No Faith Without Blood: The Passion of Darkly Noon (1995) on Blu-ray
“You can walk as far into the woods as you have a mind to go.”
As of this writing, I still haven’t gotten around to watching writer/director Philip Ridley’s more famous debut, The Reflecting Skin, but I’ve heard enough good things that it’s just a matter of time. With The Passion of Darkly Noon, on the other hand, I had heard absolutely nothing prior to Arrow’s Blu-ray release, so I had nothing more to go on than what I could glean from the good things I had heard about The Reflecting Skin.
What I did know is that it starred Viggo Mortensen, Ashley Judd and Brendan Fraser as the eponymous Darkly Noon, a young man who was raised in a strict religious commune – Judd’s character, probably rightly, calls it a “cult” – that was destroyed by a military-style raid prior to the film’s opening minutes, leaving him the only survivor.
Darkly – who later explains that his name came from his parents sticking a pin in the Bible – collapses in exhaustion in the middle of a rutted upland road and is taken to the house in the primordial and aggressively symbolic woods where Callie (Ashley Judd) lives with Clay (Viggo Mortensen) to be nursed back to health.
Do I need to tell you that Darkly instantly becomes smitten to the point of obsession with Callie, a seraphic figure who is in a constant state of near-undress, beaded with sweat and practically dripping sex, “tempting” the buttoned-up (literally) Darkly to give vent to his long-repressed urges? It’s barely a spoiler to say that this all ends, as it inevitably must, with a literally burning bed and a homicidally crazed Brendan Fraser, painted red and wearing a barbed wire shirt.
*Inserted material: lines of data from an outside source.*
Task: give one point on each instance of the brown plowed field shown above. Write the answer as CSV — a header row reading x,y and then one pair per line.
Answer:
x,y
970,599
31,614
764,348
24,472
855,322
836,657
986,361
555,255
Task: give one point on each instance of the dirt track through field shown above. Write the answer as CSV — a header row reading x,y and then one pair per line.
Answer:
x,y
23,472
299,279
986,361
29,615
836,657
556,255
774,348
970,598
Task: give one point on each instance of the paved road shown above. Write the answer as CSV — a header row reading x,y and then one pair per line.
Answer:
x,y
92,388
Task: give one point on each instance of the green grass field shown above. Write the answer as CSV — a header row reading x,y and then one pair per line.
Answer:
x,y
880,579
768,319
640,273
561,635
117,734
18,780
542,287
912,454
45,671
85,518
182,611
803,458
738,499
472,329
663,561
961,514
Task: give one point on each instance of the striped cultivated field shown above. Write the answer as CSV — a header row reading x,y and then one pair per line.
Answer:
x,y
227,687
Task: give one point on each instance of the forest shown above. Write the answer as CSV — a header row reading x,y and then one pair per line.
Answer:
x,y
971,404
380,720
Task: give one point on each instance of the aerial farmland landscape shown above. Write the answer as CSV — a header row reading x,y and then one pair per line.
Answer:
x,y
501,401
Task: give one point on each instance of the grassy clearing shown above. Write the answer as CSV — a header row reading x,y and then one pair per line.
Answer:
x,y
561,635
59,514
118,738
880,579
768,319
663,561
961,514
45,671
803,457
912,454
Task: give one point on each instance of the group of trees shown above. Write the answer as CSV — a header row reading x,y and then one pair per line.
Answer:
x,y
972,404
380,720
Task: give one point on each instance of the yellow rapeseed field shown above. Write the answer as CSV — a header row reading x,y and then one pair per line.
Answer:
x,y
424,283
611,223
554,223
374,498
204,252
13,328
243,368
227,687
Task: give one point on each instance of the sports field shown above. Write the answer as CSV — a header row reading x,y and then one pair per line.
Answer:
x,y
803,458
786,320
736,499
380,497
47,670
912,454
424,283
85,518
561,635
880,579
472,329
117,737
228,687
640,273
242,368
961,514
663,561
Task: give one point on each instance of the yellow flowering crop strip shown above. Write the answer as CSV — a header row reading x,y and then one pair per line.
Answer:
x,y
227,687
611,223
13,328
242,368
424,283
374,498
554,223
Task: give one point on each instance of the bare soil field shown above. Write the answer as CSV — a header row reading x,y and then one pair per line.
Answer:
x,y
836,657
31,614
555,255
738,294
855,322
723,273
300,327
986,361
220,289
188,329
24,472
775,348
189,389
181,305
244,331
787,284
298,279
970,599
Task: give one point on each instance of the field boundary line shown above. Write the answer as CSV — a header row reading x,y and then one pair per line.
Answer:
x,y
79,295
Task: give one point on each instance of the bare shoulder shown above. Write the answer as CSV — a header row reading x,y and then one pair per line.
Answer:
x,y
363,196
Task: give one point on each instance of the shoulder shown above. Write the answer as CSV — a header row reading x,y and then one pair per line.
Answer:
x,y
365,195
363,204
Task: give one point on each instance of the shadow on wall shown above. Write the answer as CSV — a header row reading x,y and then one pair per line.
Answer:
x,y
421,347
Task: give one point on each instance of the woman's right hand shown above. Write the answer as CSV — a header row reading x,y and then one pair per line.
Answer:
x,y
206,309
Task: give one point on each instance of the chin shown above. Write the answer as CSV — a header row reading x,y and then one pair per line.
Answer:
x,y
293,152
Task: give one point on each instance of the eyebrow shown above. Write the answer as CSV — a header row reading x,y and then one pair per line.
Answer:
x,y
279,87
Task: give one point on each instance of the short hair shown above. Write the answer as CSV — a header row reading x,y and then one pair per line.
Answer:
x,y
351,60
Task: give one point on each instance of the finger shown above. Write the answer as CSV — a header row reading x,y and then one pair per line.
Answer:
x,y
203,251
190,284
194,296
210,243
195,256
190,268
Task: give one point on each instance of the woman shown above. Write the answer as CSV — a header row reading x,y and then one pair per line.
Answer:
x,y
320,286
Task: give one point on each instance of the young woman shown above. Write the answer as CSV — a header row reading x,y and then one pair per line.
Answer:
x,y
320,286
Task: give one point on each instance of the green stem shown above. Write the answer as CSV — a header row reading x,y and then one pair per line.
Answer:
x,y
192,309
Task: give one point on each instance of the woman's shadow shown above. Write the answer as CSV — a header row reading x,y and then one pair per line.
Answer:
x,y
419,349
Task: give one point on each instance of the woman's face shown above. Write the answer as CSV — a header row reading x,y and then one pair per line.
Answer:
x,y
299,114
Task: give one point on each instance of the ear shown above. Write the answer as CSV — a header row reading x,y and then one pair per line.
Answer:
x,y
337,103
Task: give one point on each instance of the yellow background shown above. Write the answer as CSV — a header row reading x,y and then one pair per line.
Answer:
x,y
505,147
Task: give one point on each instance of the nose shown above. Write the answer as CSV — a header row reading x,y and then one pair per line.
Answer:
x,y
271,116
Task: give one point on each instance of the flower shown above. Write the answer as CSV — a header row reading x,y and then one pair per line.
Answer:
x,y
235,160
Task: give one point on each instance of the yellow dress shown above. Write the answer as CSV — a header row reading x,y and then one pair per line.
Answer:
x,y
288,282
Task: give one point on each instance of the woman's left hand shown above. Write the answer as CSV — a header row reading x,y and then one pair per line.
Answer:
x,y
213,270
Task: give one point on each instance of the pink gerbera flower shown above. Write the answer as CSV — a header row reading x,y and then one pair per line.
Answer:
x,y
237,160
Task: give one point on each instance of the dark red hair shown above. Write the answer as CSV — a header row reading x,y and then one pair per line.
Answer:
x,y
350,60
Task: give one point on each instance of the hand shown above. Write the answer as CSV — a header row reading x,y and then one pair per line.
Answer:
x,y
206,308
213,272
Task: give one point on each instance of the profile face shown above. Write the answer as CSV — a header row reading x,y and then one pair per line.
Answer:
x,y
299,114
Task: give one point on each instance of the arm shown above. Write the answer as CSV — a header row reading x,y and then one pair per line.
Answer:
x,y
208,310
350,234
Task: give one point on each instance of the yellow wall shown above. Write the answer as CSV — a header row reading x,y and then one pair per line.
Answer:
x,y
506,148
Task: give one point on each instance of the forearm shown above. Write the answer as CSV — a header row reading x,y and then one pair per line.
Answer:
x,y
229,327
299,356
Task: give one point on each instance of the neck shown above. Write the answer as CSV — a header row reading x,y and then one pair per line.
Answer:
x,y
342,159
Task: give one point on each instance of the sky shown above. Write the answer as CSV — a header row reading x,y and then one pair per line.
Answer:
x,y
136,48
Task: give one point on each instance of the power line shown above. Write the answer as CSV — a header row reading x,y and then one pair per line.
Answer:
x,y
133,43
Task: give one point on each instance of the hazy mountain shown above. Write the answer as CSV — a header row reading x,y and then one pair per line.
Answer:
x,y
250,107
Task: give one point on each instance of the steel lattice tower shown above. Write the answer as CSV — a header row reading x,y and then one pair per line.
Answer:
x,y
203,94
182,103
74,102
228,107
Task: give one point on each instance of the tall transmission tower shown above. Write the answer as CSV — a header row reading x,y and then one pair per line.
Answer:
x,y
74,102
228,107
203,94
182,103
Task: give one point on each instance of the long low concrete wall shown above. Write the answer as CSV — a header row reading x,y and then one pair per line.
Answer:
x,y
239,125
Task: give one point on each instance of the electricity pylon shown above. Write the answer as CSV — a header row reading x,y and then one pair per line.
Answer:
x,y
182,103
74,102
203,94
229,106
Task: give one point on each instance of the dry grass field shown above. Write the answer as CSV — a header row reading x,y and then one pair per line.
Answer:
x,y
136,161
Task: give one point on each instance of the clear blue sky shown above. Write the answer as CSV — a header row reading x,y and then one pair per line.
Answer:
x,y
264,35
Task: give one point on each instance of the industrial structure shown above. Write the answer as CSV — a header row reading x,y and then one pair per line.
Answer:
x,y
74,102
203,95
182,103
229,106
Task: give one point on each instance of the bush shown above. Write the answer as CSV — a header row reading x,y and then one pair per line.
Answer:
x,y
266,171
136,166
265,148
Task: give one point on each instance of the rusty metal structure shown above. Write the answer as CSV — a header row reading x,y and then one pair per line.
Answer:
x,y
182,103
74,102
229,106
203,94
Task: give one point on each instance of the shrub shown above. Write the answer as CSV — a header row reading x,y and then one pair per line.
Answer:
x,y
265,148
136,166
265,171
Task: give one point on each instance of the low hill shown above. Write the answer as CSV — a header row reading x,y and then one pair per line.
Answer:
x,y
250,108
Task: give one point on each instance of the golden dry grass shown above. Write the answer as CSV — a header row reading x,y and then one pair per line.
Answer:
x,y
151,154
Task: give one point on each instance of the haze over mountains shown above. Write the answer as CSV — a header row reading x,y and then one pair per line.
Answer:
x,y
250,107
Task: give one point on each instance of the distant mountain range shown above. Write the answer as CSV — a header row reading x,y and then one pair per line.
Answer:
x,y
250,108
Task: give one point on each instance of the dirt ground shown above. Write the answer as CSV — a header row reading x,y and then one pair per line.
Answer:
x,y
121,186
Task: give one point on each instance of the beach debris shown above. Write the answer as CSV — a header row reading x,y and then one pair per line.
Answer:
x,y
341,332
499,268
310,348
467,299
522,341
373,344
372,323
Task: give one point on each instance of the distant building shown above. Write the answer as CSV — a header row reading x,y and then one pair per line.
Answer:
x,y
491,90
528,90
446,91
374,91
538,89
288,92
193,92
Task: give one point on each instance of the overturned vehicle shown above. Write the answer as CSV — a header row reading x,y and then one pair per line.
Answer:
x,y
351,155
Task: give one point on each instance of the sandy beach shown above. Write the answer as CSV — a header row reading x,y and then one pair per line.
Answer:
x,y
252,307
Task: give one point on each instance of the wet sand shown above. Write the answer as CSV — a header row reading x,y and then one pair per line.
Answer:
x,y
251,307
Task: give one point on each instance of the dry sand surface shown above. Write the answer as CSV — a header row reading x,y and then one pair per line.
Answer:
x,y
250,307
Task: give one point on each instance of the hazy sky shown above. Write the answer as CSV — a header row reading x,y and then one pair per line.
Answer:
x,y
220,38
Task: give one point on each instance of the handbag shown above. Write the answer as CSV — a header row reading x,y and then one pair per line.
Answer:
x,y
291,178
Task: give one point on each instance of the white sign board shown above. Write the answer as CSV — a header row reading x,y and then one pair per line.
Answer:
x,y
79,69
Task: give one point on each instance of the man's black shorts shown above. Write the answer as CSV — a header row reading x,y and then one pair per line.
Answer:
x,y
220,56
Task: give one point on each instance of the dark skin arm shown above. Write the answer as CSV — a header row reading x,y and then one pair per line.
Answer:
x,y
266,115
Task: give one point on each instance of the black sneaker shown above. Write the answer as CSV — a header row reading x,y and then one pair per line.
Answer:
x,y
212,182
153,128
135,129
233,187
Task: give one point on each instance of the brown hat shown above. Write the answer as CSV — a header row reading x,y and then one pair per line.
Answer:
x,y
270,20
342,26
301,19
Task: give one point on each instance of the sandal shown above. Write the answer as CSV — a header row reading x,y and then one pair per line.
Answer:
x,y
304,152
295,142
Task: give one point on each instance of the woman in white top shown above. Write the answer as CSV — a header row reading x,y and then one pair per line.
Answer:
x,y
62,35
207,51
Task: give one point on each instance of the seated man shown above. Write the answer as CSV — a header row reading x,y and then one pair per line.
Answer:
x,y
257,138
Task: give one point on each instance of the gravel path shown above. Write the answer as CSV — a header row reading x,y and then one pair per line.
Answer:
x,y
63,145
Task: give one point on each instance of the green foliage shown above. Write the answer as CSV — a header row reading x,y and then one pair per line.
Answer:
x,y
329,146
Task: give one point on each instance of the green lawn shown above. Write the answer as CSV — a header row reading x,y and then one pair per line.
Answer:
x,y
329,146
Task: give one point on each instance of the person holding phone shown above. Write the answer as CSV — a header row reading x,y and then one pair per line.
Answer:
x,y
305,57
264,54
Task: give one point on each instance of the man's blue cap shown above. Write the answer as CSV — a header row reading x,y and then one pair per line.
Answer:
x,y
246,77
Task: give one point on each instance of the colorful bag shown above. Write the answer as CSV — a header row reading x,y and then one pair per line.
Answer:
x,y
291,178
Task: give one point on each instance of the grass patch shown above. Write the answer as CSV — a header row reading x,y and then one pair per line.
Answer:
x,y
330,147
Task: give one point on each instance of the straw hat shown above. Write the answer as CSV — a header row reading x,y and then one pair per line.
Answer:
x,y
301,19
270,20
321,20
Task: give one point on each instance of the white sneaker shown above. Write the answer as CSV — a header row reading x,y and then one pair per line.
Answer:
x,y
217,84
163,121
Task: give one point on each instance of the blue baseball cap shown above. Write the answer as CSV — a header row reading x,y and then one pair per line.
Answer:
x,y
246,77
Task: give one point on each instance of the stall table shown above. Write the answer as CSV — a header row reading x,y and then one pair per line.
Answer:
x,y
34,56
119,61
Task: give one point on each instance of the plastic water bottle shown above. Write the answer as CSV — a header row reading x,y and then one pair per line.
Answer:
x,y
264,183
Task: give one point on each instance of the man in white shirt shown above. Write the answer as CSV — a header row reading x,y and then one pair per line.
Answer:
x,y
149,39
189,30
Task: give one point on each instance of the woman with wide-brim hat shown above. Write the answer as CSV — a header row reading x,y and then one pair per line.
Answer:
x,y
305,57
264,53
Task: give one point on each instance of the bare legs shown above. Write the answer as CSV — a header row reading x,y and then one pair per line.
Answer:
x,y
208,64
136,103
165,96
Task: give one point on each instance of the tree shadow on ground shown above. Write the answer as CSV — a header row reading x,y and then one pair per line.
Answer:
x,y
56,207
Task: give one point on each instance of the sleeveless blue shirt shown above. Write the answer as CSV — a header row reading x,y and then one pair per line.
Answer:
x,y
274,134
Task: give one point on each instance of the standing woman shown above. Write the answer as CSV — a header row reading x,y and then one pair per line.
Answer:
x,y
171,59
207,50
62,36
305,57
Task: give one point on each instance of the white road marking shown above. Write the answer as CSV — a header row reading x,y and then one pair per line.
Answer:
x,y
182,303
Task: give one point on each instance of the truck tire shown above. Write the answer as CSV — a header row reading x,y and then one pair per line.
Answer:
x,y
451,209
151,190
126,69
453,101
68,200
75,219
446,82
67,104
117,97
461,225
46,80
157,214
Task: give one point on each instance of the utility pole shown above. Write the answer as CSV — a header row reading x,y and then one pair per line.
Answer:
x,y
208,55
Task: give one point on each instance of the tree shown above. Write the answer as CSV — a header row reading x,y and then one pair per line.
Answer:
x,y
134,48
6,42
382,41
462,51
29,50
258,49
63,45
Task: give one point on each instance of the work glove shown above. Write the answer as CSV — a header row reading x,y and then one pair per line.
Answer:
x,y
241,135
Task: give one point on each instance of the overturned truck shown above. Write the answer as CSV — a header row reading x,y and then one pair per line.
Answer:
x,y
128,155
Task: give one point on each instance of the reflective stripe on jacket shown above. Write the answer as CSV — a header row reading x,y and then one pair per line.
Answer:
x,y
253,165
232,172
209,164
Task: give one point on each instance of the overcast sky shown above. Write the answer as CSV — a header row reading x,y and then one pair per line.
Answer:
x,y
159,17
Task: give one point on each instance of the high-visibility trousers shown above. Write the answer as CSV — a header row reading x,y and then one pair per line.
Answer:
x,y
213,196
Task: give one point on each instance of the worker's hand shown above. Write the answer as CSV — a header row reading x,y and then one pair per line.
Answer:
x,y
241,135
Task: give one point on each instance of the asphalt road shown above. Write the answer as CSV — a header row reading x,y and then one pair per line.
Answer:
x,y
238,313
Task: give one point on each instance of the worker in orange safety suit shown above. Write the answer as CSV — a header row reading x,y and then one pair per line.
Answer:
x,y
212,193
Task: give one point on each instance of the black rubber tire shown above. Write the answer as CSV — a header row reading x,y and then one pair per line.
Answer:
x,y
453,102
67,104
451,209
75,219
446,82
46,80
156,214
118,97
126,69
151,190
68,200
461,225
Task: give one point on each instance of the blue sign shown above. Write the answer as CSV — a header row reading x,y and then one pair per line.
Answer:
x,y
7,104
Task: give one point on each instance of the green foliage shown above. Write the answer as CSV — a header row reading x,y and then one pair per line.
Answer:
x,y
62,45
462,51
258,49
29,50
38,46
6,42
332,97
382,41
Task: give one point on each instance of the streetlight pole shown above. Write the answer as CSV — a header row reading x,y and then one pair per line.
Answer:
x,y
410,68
Passion is a movie that feels 100% like it takes place during the Great Depression, even though we see an Airstream trailer and I think Darkly’s backstory involves helicopters. The few characters who enter into our narrative from the outside world constantly talk about how bad things are out there, comparing it to the “Dark Ages.”
The unspeaking Clay is a carpenter who makes his living crafting coffins, and when the flamboyant undertaker swans in for a scene midway through the movie, he discusses people out there “starving” and “dropping like flies.”
It sounds like the Biblical end times everywhere but in the beatific forest where the entirety of the film takes place – a location that, according to Roxy, the woman Darkly meets in the woods partway through the movie, who gives him (and us) some exposition and sets into motion the film’s tragic denouement, is beautiful on the outside but “uglier than sin” underneath.
Though clearly set in some nearly-mythical version of the American South, Passion’s almost impossibly beautiful landscapes were actually filmed in Germany. The only buildings we ever see are the house and the barn, unless Roxy’s Airstream trailer counts. There’s a cave filled with cave paintings that have been there for “thousands of years,” and the river with its giant shoe, and that’s about it.
It is, as you can probably tell, an intensely symbolic movie, even while its most blatant symbol – the giant, glittering shoe that Darkly sees floating languidly down the river and later transforms into a funeral pyre for a dead dog – is also its most mystifying. Its literal presence may get explained away by the last-reel arrival of a troupe of circus performers, complete with elephant, but its metaphorical role remains more elusive.
Which makes its own kind of sense, given that Ridley’s direction of the film was inspired by Surrealists –there’s even a nod to the infamous Un Chien Andalou, when Darkly awakens with ants crawling on his hand and face.
Though he has only made three feature films, Ridley is what the booklet that accompanies the new Arrow Video Blu-ray calls a “polymath.” A poet, a playwright, a novelist, a painter, a photographer, a songwriter and more. Touching on that last one, he actually co-wrote two of the songs that play during The Passion of Darkly Noon, performed by PJ Harvey and Gavin Friday.
In the hands of a less assured architect, the story of a man with a “sense of entitlement” – Ridley’s own words – could feel like exploitation or like another story that, in the era of #MeToo, we fundamentally don’t need to see. One that puts us, often uncomfortably and always inescapably, in the subjective shoes of Darkly, rather than any of the film’s other characters.
As Alexandra Heller-Nicholas points out in a far-ranging essay that covers not only all three of Ridley’s films but also his plays, short films and more, there is a quote in The Krays – a film that Ridley wrote but didn’t direct – that echoes in all three of his features.
In it, the character of Aunt Rose says that men “stay kids all their fucking lives and they end up heroes. Or monsters.”
Darkly Noon certainly stays a kid all his life – his development stunted by his fundamentalist upbringing, which makes it impossible for him to process the competing urges, impulses and mythologies that he encounters in the woods – and he ultimately becomes a monster. But he is also the hero of our story, because we have no choice but to experience it through his subjective perception, even while we in the audience know that he is wrong.